May 11, 2014


The creek was sick and tired of tumbling down the same old gully day after day after year after decade. Oh, it supposed it was pleasant enough to swell and rush during storms. It didn’t really mind so awfully very much when the bushes bloomed yellow in summer and grew fat red berries in the fall and were frosted white in winter. The trees, though, no doubt about it, were boring, ever green, ever standing there mute.

“Hey!” the creek called to creatures splashing through it or drinking from it. “Hey, what’s over the hill?”

The bobcat and the puma paid it no heed. The deer ignored it. Chipmunks laughed at it. Squirrels were too frantic to notice it. Was the creek discouraged? Not at all. It tumbled and babbled without letup, especially where it fell a bit over some rocks.

“Hey,” it burbled. “Hey, you!”

A bluejay drank and flew off.

“You!
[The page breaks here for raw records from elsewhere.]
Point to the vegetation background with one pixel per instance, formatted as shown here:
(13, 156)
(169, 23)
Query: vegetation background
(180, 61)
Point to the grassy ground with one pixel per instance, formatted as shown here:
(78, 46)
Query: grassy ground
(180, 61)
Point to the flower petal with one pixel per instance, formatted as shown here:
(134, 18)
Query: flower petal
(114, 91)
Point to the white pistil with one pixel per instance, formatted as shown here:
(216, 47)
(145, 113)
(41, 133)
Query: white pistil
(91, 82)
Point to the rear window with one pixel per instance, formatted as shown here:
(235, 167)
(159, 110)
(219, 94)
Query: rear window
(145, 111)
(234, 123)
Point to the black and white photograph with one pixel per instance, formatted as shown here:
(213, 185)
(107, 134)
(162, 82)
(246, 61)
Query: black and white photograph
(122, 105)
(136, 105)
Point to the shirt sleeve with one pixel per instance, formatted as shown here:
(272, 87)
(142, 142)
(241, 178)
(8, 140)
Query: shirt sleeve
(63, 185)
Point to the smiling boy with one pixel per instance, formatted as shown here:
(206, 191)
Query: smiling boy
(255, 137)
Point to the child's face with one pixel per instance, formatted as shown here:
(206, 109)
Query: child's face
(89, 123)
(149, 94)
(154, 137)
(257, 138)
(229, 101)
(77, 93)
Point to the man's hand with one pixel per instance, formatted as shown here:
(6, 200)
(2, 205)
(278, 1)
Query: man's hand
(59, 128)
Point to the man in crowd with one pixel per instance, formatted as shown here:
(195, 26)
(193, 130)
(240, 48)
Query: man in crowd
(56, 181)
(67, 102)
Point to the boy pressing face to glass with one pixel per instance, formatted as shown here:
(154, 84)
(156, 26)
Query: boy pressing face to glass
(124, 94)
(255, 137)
You with the antlers!”

A stag drank, waded, trotted up and over the hill.

And so it went, season on season, year on year, until one summer day, when the creek was trickling thinly along, a slinky thirsty weasel scrambled to its bank.

“Hey! You! Skinny! What’s over the hill?” bubbled the creek.
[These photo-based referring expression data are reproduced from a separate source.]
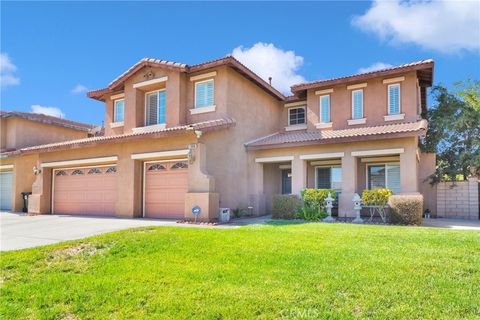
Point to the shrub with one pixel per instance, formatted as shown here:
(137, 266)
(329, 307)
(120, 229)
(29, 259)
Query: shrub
(286, 206)
(378, 197)
(316, 197)
(406, 209)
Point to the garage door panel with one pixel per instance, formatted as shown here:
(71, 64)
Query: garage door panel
(165, 189)
(92, 193)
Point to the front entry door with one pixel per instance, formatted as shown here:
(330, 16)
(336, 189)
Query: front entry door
(286, 181)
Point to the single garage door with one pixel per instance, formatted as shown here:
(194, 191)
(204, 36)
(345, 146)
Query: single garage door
(166, 184)
(6, 186)
(85, 191)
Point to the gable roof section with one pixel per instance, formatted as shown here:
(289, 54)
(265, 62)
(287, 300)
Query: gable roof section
(149, 62)
(289, 139)
(204, 126)
(424, 69)
(41, 118)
The weasel jumped with a writhing slither and stretched its triangle head with its black bead eyes to stare at the creek.
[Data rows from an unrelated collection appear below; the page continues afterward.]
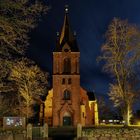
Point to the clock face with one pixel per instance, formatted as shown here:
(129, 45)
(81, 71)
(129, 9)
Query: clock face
(66, 50)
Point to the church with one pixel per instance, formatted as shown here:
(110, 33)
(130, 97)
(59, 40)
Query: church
(67, 103)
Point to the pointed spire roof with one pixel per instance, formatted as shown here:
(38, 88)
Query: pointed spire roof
(66, 35)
“Who said that?” whispered the weasel.

“Me. What’s on the other side of the hill?” fussed the impatient creek.

The weasel pondered. It sipped and thought. It sat. It sipped. Then it smiled and spun tales about the wonders of floating castles and flying snakes, of flower rainbows splashing in crystal blue lakes, of all the marvels and more that were to be seen on the other side of the hill. Having exhausted its imagination, the weasel announced that it had an appointment to swim in the purple amethyst river with magic clouds and that it mustn’t be late. It jumped jaunty up the hill, looked back down at the creek, waved and went over.

“That does it. I’m leaving!” said the determined creek.

And it did. It cut its way through and under the hill quickly in 400 years. And when it oozed and broke through on the other side, the first thing it said was, “Liar.”

Moral: Never trust a thirsty weasel or any other sort of weasel.